En retour quel est l’apport de ce premier séminaire pour vous ?
Je suis ravi que ces intervenants de qualité venus d’Europe et d’Afriques viennent nous éclairer sur les politiques mondiales et les dernières pratiques en matière de développement durable. Cela nous permet de nous tenir informés des innovations et parfois de rectifier le tir, pour que nous puissions nous aussi rester dans la dynamique de la création. Cette initiative, que j’encourage totalement, doit être reconduite. Nous croyons au changement et à notre réussite.
Bio Franck EBA, Directeur agro-industriel de SUCRIVOIRE, Borotou-Koro
Franck EBA est titulaire d’un doctorat en sciences pour l’ingénieur option traitements de surface de l’Université des Sciences et Techniques de Besançon (France) depuis 1996. En 2006, il complète sa formation avec un Master en Administration et Gestion des Entreprises à l’Ecole de Commerce et de Gestion d’Abidjan (ECG).
En octobre 2007 il intègre le groupe SIFCA, leader ouest africain en agro-industrie en tant que directeur développement durable. De 2008 à 2014, Il contribue à l’amélioration des conditions de travail, du cadre de vie des employés et des relations avec les communautés locales environnantes.
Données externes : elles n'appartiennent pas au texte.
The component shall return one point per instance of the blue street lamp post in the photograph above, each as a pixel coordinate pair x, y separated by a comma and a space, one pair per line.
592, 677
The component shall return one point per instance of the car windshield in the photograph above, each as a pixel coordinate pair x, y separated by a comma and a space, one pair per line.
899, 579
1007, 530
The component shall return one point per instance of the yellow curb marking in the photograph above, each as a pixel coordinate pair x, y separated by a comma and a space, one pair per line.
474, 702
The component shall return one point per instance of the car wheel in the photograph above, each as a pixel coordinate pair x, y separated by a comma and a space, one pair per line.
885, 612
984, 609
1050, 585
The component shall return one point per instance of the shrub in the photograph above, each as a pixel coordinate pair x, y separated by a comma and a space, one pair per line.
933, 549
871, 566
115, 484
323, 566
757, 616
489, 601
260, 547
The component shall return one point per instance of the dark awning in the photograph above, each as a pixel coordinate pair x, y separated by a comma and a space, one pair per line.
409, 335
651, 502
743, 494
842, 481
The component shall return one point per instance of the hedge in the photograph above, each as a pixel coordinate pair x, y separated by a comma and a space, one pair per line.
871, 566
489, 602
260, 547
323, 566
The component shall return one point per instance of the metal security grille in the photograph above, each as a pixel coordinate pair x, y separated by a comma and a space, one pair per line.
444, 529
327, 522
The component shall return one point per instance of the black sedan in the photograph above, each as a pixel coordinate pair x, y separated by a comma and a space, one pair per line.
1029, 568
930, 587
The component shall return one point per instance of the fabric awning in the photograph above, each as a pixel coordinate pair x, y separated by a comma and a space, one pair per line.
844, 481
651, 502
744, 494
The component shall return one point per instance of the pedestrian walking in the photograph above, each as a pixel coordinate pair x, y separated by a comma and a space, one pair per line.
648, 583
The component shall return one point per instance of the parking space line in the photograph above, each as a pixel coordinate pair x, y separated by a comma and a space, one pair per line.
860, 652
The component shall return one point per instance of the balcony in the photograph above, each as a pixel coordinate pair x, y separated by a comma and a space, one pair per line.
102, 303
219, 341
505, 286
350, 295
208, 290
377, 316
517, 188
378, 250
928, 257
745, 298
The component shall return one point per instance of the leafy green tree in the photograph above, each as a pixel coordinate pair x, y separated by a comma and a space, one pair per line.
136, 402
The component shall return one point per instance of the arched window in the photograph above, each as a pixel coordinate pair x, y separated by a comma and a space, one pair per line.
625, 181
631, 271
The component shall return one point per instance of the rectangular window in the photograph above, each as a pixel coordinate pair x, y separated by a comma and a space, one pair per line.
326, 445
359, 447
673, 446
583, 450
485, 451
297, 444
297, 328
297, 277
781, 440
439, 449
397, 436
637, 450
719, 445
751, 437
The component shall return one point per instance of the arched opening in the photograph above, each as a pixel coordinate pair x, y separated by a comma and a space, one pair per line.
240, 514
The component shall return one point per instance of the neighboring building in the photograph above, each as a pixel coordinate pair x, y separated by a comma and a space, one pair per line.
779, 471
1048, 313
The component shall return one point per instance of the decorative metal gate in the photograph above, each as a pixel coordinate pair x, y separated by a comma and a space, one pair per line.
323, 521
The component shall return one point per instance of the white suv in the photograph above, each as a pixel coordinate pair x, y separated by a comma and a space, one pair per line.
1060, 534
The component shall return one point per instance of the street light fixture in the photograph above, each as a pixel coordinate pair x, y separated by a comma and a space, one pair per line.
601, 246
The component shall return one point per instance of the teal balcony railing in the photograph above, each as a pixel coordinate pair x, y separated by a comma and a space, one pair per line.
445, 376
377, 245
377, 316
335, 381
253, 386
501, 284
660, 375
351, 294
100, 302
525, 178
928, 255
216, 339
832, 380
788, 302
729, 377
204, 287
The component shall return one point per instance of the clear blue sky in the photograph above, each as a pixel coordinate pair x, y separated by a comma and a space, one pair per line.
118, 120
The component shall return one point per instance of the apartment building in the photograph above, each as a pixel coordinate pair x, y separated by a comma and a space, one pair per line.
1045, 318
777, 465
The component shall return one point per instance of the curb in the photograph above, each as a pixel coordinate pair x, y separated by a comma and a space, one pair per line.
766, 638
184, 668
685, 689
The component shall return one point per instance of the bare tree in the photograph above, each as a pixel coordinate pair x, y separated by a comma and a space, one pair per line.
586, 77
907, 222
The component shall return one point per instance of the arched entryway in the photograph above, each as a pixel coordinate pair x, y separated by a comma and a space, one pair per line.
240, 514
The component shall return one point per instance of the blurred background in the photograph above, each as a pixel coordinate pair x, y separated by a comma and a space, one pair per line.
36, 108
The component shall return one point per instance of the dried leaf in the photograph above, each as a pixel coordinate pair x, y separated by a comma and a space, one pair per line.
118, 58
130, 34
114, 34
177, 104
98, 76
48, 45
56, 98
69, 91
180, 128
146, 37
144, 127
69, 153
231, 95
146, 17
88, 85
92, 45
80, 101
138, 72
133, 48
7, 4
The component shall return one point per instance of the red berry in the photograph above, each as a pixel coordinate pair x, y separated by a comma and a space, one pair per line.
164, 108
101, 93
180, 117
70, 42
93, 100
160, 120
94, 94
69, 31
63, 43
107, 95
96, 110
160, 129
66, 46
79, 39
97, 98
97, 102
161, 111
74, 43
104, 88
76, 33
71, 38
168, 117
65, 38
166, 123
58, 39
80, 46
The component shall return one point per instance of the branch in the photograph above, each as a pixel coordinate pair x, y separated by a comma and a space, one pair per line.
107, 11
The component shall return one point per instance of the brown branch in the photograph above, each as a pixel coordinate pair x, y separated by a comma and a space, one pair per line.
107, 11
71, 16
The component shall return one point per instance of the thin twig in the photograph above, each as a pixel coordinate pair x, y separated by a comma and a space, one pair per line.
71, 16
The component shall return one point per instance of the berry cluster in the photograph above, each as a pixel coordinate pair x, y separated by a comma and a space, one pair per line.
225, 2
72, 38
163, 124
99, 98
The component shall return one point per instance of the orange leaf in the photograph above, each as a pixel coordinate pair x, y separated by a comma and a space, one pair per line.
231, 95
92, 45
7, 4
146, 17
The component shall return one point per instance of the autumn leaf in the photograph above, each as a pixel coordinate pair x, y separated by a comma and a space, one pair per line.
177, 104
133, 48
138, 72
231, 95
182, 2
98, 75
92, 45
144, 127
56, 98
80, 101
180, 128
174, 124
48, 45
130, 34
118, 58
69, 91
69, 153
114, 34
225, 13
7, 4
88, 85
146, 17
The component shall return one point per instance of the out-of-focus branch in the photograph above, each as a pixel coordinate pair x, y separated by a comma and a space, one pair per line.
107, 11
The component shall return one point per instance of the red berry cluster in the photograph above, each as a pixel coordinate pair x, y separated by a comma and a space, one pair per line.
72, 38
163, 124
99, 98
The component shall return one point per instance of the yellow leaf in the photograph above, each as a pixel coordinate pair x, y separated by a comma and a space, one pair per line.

Parallèlement, il intègre les constructions écologiques qui conduisent à une économie de 3 Millions d’euros, il fait enregistrer deux projets «Mécanisme de Développement Propre» basés sur la production d’énergie verte, et il publie les premiers rapports DD/RSE du groupe SIFCA en Côte d’Ivoire et de la sous-holding SIPH en France. Ces performances lui valent en 2011 le prix de la meilleure stratégie RSE d’Afrique au 1er forum des pionniers de la RSE à Douala (Cameroun).